In its simplest form, a theme is an empty folder with a config.json file containing {}

After that, every setting is optional, but you can override everything if you’d like to.

Overriding styles

If you want to tweak a few styles, you can create a style.css file at the root of your documentation directory and it will be included automatically. By doing this, you don’t need to create a new theme.

config.json options

Here is an example config.json file :

{
    "favicon": "<theme_url>img/favicon.png",
    "css": ["<theme_url>css/theme.min.css"],
    "js": [],
    "fonts": [
        "https://fonts.googleapis.com/css?family=Roboto+Slab:400,100,300,700&subset=latin,cyrillic-ext,cyrillic"
    ],
    "variants": {
        "blue": {
            "favicon": "<theme_url>img/favicon-blue.png",
            "css": ["<theme_url>css/theme-blue.min.css"]
        },
        "green": {
            "favicon": "<theme_url>img/favicon-green.png",
            "css": ["<theme_url>css/theme-green.min.css"]
        }
    }
}

There are five options :

  • favicon: The URL to your favicon
  • css: An array of CSS Stylesheets to add to the page
  • js: An array of JavaScript files to load
  • fonts: An array of Font sources, these are added as stylesheets
  • variants: An object containing sub-themes. Each sub theme, can provide the same configurations as the main theme (favicon, css, js, fonts)

You will also notice this <theme_url> in the url. This is automatically substituted with the final url to the theme when generating the final page.

There are two possible substitutions :

  • <theme_url>: The url to the current theme
  • <base_url>: The url to the documentation root

Theme variants

Like the default Daux.io theme, you might want to provide variants of your theme.

In the example before, there were two variants : blue and green.

The configuration of a variant is added to the configuration of the main theme, it doesn’t replace it.

For example the main CSS files defined are: ["<theme_url>css/theme.min.css"] and the green variant defines ["<theme_url>css/theme-green.min.css"].

The final list of CSS files will be ["<theme_url>css/theme.min.css", "<theme_url>css/theme-green.min.css"].

This doesn’t apply to favicon, only the last value set is kept.

Setting the theme for your documentation

In your documentation’s config.json (not the theme’s config.json)

Change the theme option inside html

{
    "themes_directory": "/home/user/themes",
    "html": {
        "theme": "{theme}-{variant}"
    }
}

The name of the theme, is the folder name.

You can use the themes_directory setting if you want to specify a custom location of your themes folder.
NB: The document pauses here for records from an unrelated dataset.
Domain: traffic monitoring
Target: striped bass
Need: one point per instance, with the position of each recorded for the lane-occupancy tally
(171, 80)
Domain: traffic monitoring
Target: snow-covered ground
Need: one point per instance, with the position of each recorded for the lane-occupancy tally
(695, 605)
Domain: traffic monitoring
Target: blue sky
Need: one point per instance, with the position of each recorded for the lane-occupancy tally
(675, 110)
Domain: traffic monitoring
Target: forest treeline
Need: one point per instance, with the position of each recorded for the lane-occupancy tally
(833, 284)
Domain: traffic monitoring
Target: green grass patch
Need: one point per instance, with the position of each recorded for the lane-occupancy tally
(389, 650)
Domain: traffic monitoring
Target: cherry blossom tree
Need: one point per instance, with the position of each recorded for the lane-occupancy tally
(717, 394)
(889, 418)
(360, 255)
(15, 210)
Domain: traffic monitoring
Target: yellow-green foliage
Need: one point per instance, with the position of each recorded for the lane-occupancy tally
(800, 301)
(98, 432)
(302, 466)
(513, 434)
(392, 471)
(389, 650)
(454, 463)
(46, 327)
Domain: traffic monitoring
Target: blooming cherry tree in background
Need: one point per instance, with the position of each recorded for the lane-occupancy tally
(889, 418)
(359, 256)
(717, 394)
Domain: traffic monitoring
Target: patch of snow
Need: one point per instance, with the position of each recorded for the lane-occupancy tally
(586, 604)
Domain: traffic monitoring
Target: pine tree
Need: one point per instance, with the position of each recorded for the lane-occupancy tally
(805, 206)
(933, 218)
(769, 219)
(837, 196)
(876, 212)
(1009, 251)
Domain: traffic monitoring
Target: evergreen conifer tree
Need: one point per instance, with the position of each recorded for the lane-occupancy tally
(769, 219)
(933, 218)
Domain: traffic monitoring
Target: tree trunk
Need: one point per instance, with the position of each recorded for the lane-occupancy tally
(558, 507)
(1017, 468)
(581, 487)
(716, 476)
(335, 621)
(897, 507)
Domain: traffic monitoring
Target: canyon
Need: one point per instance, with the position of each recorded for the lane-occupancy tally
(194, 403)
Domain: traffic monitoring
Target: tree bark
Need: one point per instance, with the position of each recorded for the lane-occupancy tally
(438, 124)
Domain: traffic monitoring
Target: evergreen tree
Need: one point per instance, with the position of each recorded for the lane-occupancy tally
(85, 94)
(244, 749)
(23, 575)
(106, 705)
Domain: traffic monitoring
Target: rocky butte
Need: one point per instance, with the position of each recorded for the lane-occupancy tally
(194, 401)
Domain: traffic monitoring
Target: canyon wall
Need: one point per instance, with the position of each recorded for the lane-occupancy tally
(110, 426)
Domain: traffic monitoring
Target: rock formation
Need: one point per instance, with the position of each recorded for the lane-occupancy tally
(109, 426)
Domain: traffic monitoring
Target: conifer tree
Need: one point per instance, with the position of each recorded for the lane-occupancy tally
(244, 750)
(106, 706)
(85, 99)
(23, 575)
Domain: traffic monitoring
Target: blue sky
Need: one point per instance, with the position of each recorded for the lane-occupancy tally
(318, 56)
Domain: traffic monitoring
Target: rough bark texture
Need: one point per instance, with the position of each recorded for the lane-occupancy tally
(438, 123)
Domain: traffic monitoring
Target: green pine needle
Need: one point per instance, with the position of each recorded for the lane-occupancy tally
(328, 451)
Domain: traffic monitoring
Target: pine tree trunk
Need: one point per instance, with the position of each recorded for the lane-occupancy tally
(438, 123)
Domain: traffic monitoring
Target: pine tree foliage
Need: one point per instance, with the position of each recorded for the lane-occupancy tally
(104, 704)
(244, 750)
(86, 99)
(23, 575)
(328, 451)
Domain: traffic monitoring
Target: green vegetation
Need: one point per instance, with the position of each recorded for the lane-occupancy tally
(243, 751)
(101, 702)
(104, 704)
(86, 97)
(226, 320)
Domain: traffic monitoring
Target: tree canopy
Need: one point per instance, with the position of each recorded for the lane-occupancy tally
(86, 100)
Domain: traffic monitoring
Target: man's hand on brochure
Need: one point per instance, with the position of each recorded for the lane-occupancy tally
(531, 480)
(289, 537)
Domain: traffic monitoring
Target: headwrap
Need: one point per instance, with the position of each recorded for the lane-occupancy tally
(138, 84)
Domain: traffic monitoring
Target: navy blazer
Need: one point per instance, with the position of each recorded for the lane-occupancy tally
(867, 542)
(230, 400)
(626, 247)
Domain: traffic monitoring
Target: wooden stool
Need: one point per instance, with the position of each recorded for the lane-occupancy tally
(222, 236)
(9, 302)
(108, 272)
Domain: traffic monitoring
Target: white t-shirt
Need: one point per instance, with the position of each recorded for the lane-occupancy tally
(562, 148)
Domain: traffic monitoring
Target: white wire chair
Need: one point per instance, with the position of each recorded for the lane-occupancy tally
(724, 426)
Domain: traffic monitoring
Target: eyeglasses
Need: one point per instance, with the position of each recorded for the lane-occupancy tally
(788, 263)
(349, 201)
A variant is optional, if you want to add one, separate it from the theme with a dash.

Overriding templates

By default, you have a list of templates in templates

You can create a folder named templates in your theme, copy-paste the original template in that folder, and you can modify it freely.

You can even do it one template at a time if you wish to do only small changes.

By default, we have the following templates :

  • content.php: The content page.
  • home.php: The landing page.
  • error.php: The page to show when a page is not found or some other error happened.
  • partials/navbar_content.php: The content of the top navigation bar.
  • partials/google_analytics.php: The script to load Google Analytics.
  • partials/piwik_analytics.php: The script to load Piwik Analytics.
  • layout/00_layout.php: The master template, containing the <html> tag.
  • layout/05_page.php: The page layout, with left navigation.